ぺラルタの大型契約を疑問視する声も メジャーから薬物は排除されるのか?

薬物規定違反の選手が掴んだ大型契約

 メジャーリーグから完全に薬物を排除することは出来ないのだろうか。タイガースからFAとなったジョニー・ペラルタ内野手(31)が、カージナルスと大型契約を結んだことが米国内で波紋を呼んでいる。問題となっているのは、ペラルタが今夏に薬物規定違反で出場停止処分を受けていた点だ。厳しい条件を突きつけられてもおかしくない立場にある選手が大型契約をつかんだことで、薬物使用を促進する結果になるのではないかと危惧する声が上がっている。

 今年8月、ヤンキースのアレックス・ロドリゲスら計14選手に出場停止処分が科された。マイアミのクリニックが2009年から昨年まで選手に禁止薬物を提供していたとする問題に対する罰則だった。手口の卑劣さなどを指摘されたAロッドには211試合、そしてリストの中に名前が含まれていたペラルタも“初犯”として50試合の出場停止処分を受けている。ペラルタはレギュラーシーズンの残り試合を欠場。だが、タイガースはプレーオフに進出したため、そこではスタメンに名を連ねることもあった。

 そして、ワールドシリーズ終了から約1か月後の今月24日、カージナルスはFAとなっていたペラルタと契約に至ったことを発表。内容は4年総額5300万ドル(約54億円)という破格のものだった。カージナルスだけでなく、ヤンキース、メッツといった球団も獲得に動いていたとされ、争奪戦になっていたことも、カージナルスが大型契約を提示した理由の1つと見られる。しかし、この結果が反感を買った。

 真っ先に批判したのは選手だった。ダイヤモンドバックスの中継ぎ右腕ブラッド・ジーグラーは、ツイッターで「詐欺への報酬だ」と痛烈な言葉を浴びせている。同じ選手として、薬物に頼らずに真摯に野球に取り組み、処分された選手たちとは不公平な条件で対戦してきたのだ。怒りは当然の感情と言えるかもしれない。「オーナーたち、薬物使用を推し進めてくれてありがとう」と皮肉り、「我々は50試合の出場停止が抑止力になると思っていた。
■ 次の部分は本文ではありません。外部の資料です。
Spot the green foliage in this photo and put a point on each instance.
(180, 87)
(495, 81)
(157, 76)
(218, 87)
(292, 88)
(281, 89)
でも、明らかにそうではない。考えなさなければいけない」と訴えている。

 また、ペラルタ獲得を狙っていたメッツのサンディー・アルダーソンGMも疑問を投げかけた。「人々はペラルタの契約に驚いているだろう」と巨額が動いたことを遠回しに批判している。さらに、米FOXスポーツの名物記者であるケン・ローゼンタールは、特集記事で「禁止薬物使用で出場停止となる選手への罰則を強化する転機となる」と指摘。「システムは機能していない。変更する必要がある」と問題提議している。一方で、カージナルスのジョン・モゼリアクGMは「彼はFA選手で、契約を出来る立場にある。彼はすでに過ちを認めて、償ったからだ」と反論したが、旗色は悪い。